Betrachten wir also einige Möglichkeiten, wir starten mit der Tonleiter, die alle Töne enthält, die wir normalerweise in unserem Kulturraum nutzen - mit der
chromatischen Tonleiter:
Code:
1 2 3 4 5 6 7 8 9 10 11 12 1
C - C# - D - D# - E - F - F# - G - G# - A - A# - H - (C)
und rückwärts:
1 2 3 4 5 6 7 8 9 10 11 12 1
C - H - Bb - A - Ab - G - Gb - F - E - Eb - D - Db - (C)
(Die Zahlen über den Tönen sollen die Töne nummerieren.)
Die Tonleiter besteht nur aus Halbtonschritten, alle Töne haben also den gleichen Abstand.

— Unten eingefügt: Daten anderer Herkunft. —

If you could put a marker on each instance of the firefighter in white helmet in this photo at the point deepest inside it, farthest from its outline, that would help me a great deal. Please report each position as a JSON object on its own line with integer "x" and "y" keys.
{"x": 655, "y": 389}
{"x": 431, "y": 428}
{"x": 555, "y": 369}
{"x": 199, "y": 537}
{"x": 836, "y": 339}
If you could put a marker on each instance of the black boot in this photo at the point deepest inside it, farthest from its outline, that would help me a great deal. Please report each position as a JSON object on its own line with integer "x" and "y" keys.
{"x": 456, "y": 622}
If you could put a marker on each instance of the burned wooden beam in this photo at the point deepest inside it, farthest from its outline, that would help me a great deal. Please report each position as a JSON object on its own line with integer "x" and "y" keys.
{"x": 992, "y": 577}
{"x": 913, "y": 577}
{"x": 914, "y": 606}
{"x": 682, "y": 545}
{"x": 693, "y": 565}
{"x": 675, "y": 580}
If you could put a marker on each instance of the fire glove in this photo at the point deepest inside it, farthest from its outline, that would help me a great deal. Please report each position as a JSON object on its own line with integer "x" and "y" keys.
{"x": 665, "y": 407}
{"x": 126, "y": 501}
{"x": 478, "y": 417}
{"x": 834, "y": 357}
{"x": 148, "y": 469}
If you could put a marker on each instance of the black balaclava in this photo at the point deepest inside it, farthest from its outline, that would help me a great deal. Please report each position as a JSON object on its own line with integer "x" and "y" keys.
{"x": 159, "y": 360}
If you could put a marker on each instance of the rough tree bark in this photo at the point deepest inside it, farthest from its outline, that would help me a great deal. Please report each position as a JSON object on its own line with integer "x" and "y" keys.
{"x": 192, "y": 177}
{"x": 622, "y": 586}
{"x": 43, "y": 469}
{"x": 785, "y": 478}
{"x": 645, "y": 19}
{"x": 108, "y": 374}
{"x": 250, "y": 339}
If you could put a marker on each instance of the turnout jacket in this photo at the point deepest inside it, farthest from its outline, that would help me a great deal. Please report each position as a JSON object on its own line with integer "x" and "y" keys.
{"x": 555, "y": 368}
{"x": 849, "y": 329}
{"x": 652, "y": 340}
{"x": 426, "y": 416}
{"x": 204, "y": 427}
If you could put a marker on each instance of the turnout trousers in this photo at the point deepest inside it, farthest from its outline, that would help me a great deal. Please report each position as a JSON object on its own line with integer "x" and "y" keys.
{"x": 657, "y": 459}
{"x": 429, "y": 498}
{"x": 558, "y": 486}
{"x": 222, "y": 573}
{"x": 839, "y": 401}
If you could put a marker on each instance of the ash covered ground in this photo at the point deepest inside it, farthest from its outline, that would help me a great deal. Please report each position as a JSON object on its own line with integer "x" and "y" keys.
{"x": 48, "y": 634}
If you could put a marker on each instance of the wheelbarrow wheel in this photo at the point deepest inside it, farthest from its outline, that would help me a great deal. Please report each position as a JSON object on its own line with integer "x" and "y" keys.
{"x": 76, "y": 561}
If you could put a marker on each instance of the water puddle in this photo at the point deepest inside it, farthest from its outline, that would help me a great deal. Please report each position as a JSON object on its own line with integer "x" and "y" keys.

Hier erkennt man schon, daß unsere Bezeichnung der Töne nicht einem symmetrischen Muster folgt - logisch wäre, daß zwischen E und F und zwischen H und C ebenso ein Ton sein müßte. Also hat die Namensgebung der Töne sicher nichts mit dieser Tonleiter zu tun - man kann auch feststellen, daß die Namensgebung sicher nicht symmetrisch aufgebaut ist!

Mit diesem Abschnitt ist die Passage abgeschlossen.